How could the results benefit individuals, agencies or companies?
These results indicate the possibility of using an algal-bacterial process to effectively treat poultry processing wastewater, even in the presence of PAA. The results from this project constituted a significant advance in our understanding of how algae can increase nitrification capacity of bacteria when treating poultry processing wastewater. To our knowledge, this is the first report showing that algae can support ammonia oxidizing and nitrite oxidizing bacteria in the presence of PAA.
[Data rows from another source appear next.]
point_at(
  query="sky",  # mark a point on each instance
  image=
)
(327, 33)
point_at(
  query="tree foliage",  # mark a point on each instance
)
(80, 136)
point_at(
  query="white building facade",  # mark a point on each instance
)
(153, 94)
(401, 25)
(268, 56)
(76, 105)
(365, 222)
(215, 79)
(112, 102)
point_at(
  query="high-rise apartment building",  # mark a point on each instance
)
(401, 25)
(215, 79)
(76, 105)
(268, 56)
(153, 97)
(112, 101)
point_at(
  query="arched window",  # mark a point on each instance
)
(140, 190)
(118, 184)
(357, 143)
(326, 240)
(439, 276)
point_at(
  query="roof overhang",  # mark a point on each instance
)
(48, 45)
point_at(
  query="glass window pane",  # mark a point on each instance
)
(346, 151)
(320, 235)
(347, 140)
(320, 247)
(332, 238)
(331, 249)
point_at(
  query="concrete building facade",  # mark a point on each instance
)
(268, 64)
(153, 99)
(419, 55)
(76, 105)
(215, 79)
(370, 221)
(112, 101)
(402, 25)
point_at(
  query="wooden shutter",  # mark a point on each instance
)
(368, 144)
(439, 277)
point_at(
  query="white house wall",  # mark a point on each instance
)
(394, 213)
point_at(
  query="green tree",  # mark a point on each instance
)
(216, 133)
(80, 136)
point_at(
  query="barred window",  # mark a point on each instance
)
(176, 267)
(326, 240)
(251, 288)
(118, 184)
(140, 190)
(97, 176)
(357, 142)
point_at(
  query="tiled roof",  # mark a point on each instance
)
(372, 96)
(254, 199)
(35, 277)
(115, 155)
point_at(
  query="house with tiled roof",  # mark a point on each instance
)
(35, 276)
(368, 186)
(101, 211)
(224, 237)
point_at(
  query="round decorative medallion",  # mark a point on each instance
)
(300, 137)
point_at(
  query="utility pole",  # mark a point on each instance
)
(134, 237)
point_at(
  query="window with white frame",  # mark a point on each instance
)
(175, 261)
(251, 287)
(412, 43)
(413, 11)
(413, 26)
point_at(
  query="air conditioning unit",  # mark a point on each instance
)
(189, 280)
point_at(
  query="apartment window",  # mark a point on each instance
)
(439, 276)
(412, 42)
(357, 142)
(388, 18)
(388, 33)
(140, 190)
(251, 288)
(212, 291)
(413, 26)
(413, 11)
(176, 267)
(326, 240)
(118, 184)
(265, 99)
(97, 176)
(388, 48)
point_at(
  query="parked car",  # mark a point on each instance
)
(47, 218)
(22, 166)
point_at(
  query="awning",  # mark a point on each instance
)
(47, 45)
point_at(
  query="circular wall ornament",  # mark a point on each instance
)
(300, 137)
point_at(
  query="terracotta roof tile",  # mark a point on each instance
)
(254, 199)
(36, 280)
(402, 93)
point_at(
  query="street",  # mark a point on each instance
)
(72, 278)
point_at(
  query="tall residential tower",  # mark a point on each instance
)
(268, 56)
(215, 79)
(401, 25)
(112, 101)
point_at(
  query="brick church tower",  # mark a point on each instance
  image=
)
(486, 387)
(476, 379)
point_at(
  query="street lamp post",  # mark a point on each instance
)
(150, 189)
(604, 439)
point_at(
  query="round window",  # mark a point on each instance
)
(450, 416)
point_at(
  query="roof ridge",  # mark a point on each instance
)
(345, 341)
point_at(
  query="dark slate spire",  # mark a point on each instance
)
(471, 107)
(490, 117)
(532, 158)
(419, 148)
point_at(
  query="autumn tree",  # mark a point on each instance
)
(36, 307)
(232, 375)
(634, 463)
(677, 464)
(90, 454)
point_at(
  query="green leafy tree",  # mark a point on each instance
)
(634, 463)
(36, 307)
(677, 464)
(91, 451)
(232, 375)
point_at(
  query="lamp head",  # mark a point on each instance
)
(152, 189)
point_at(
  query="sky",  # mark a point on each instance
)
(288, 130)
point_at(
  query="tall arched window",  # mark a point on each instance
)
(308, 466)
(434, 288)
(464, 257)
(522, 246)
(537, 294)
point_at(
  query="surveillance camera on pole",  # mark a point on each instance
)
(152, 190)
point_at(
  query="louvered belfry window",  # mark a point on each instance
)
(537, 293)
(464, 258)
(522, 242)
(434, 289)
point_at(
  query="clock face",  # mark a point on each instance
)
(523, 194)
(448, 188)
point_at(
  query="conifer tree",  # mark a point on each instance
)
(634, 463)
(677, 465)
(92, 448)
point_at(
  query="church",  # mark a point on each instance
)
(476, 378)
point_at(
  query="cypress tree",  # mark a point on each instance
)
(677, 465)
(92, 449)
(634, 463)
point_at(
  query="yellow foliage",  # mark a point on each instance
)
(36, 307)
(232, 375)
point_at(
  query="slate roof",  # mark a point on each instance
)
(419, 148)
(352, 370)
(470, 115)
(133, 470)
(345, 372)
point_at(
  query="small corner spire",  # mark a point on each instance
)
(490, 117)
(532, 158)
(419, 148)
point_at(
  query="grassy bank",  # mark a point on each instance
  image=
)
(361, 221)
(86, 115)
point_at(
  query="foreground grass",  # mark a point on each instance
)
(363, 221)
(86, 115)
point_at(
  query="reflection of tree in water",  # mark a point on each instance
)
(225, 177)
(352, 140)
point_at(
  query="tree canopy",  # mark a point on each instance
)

Tell us why you enjoy research.
I have an innate curiosity to discover and learn how things work. This drive has created a passion for research and problem solving. What I love most about research is the opportunity to ask and find answers to questions that nobody knows yet. Research opens the doors for the discovery of new information to help tackle the world’s most complex problems.
What advice would you give to other students considering doing a research project?
I believe that making the decision to perform research is one of the best decisions you could make during your time at Auburn. This experience will not only launch you into a successful college career, but a professional career as well. If given the opportunity to perform research, know that although you will be challenged, you will be shaped and molded in ways that you never expected.
Tell us about any hobbies or activities you enjoy.
In 2014 I married my beautiful wife, Hannah, after graduating with my first undergraduate degree in animal science/pre vet. We have been married for six year and we enjoy running, traveling to new places and spending time spoiling our three fur babies: two dogs, Oakley and Presley, and a kitten, Samson. I am also a coffee enthusiast with the hopes of applying my engineering knowledge into the coffee industry and starting my own coffee roasting business.